The other day we looked at using our energy systems efficiently by training them all and pushing our upper limits. Today we look at balancing workouts across the spectrum of intensity. On one hand, to impact metabolic changes (i.e. better energy utilization, blood glucose use, ATP production, blood pressure regulation, etc.) we have to workout with a high enough intensity. On the other, we need to train both our sympathetic system – the one that wants to run and fight – and our parasympathetic system – the one that wants to rest and digest. Both are important in the human ability to manage daily life.
If you spend all your time hyped up, under stress, and vigilant for any challenge, you are not truly present in the life around you. Instead this hypervigilant state keeps you hyper focused looking for danger, negative things that may impact your ability to survive, and narrow your experience of life overall because life options are too overwhelming. This creates a pattern of focusing on the negative – guess what you find when you put your attention somewhere?

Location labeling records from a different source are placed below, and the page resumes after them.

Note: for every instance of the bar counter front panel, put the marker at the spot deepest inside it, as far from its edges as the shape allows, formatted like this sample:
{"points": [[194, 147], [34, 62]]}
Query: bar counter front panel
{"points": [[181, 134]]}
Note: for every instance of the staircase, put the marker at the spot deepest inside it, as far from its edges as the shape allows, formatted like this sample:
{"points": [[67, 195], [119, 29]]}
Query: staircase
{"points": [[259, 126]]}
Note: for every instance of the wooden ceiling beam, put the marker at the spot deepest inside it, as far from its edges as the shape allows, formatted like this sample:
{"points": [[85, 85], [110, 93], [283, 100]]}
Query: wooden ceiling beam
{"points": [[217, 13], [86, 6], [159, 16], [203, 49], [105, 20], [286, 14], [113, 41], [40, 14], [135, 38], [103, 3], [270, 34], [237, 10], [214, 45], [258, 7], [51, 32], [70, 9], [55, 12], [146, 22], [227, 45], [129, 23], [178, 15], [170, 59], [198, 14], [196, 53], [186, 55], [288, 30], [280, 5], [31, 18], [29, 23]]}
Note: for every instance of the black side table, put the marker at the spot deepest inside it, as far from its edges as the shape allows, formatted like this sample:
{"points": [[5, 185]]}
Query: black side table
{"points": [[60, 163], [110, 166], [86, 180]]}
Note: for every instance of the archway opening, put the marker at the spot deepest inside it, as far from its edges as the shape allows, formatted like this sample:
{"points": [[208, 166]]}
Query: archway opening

More of what you are attending. Attend the negative and you’ll find a lot more of it. Attend the positive and you’ll soon see how much goodness surrounds us.
In our society much of our daily activity could be focused in the sympathetic system. Our high intensity workouts can impact this system. Exercise creates stress on the body and raises inflammation rates; however seems to do so in an effective way that also assists in metabolizing the stress hormones it creates, unlike living in a stressed out state where inflammation wreaks havoc on our body systems. To balance out the sympathetic overload many of us live with, it is important to balance your workouts with a parasympathetic activities, too.
Adding items like quiet reflection – noticing your mood, the environment around you, colors/sounds/the feel of your clothing/mat/breeze, changes between the pre and post workout mind states, mindfulness of the body following a workout – where do you feel stronger, longer, lighter, what is the sensation of these areas?, and mindful movement like yoga, tai chi, gigong, 5 rhythms dance, authentic movement flows, or ecstatic dance (think bursting into dance in your kitchen and loving it) – into your daily routine and used as active rest or even a full workout in their own right are very important to creating a balanced workout week and helping the body embrace all the positive benefits you are creating by allowing it space and rest to “digest” the changes you are making.